Yorgos Lanthimos and his co-writer Efthymis Filippou won the Best Screenplay award at the Cannes Film Festival for The Killing of a Sacred Deer and it’s easy to see why. Through their dialogue, a wonderfully off-kilter tone is established. There’s an undercurrent of satire and incredibly pitch-black comedy running throughout the film, which prevents it from being the bleak experience it could otherwise have been.
However, if you put this dialogue in other hands it could sound utterly banal. Its effectiveness comes as much from how its performed as from how its written. The dialogue is spoken in a very tightly wound, severe manner that feels both stilted and highly performative. The result is that the most absurd of lines are delivered in the most straight-faced of manners. The age-old critical question of whether quality was there on the page or brought through the performances is made redundant, as it is clear we are watching a perfect synthesis of the two and a pure realization of a director's vision. You’ll never hear more foreboding conversations about watchstraps or how to eat spaghetti. I knew this film had succeeded when, days after, I ate spaghetti and all I could think about was this film's chilling monologue on how it's done.

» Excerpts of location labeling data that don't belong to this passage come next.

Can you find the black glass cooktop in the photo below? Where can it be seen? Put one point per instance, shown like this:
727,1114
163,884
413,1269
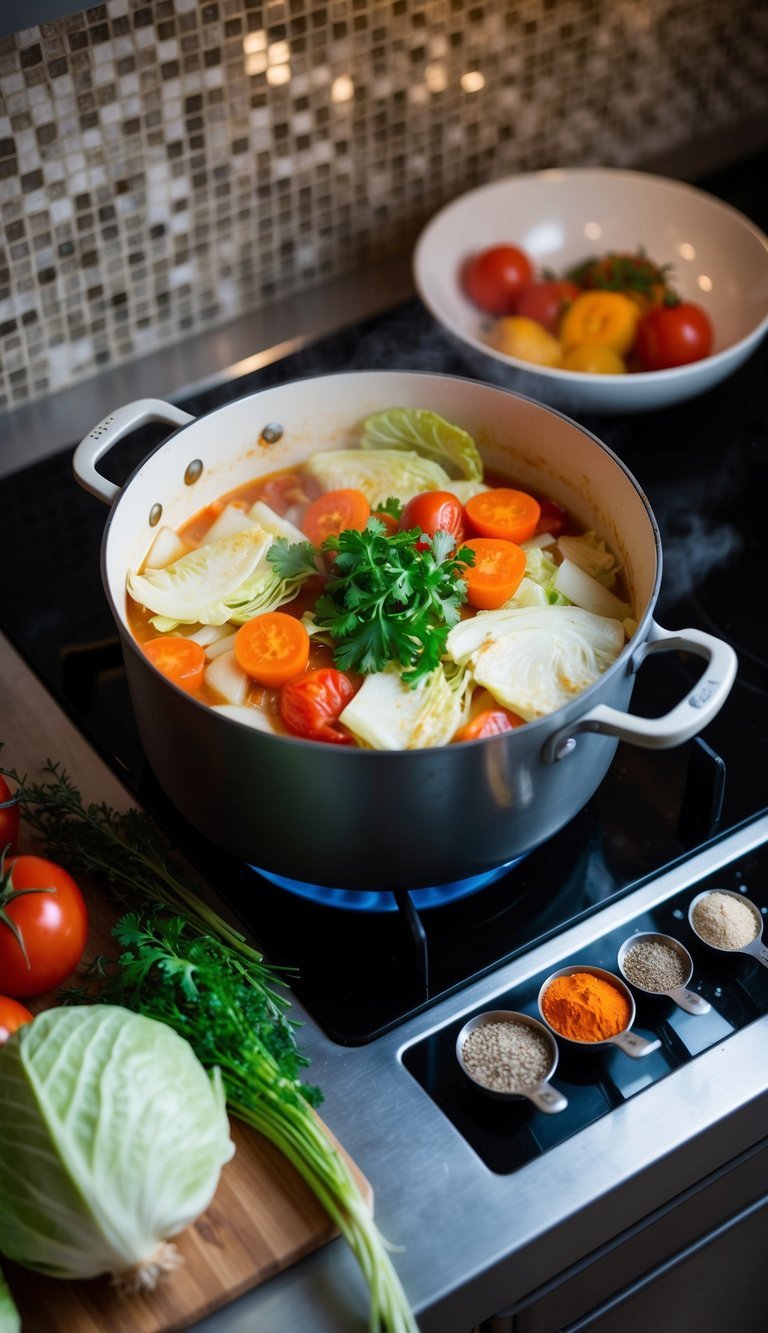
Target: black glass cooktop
594,1081
703,464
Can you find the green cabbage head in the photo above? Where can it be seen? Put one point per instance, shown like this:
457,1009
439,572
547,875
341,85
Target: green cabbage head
112,1137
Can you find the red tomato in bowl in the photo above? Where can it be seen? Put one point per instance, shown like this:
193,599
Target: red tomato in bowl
435,511
546,300
496,276
8,817
12,1016
43,925
674,335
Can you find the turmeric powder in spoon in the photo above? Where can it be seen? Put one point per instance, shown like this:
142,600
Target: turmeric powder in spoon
586,1008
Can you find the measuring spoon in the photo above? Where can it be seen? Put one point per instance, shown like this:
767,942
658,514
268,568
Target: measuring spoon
687,1000
756,949
543,1096
631,1043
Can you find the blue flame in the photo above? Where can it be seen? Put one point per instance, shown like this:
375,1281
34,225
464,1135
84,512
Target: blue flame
374,900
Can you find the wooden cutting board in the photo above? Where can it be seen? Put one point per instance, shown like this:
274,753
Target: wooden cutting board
263,1216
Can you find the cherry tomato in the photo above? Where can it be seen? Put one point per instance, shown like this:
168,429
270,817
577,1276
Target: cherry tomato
674,335
12,1016
311,704
52,925
435,511
552,517
496,276
8,817
546,300
491,721
503,512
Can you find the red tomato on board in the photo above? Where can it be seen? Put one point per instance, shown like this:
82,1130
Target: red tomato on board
52,925
311,704
12,1016
435,511
674,335
496,276
8,817
546,300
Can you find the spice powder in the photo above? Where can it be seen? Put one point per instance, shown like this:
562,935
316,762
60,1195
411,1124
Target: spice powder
586,1008
724,921
654,965
507,1056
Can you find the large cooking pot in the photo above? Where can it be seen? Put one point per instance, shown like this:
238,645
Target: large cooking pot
380,820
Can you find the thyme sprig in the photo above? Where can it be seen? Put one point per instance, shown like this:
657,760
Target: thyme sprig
135,861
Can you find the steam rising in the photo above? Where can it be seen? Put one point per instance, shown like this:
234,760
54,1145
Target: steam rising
695,539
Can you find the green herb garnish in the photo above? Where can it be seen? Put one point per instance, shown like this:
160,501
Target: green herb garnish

Meanwhile, Nicole Kidman continues what has been a phenomenal run of work. With The Beguiled earlier this year (also co-starring Colin Farrell) and her work on the small screen in Big Little Lies, she is arguably the in-form actress of the moment. Here, Kidman gives the sort of icy, steely performance she does so well, as her character takes matters into her own hands (quite literally in one scene) and manipulates those around her.
However, the star of the show is undoubtedly Barry Keoghan. Best known to audiences as George from Dunkirk ("I'll be useful, sir.") Keoghan delivers a career-turning performance here. As the mysterious Martin, he commands your attention whenever he's on screen. At first you're scanning his face for clues, as you try to decipher the nature of his relationship with Colin Farrell's character. Then, as the narrative progresses and his motivations become clear, you find yourself both terrified and entranced by his presence. Polite and psychotic in equal measure, it's one of the finest performances of the year so far. In terms of career impact, it could do for him what We Need To Talk About Kevin did for Ezra Miller.
By the time The Killing of a Sacred Deer reaches its crescendo, your heart will be in your mouth as one of the year’s most intense scenes plays out. While its humour may be too pitch-black for some, or its conclusion too bleak, in terms of uniqueness and sheer uncompromising vision, The Killing of a Sacred Deer is one of the year’s best films.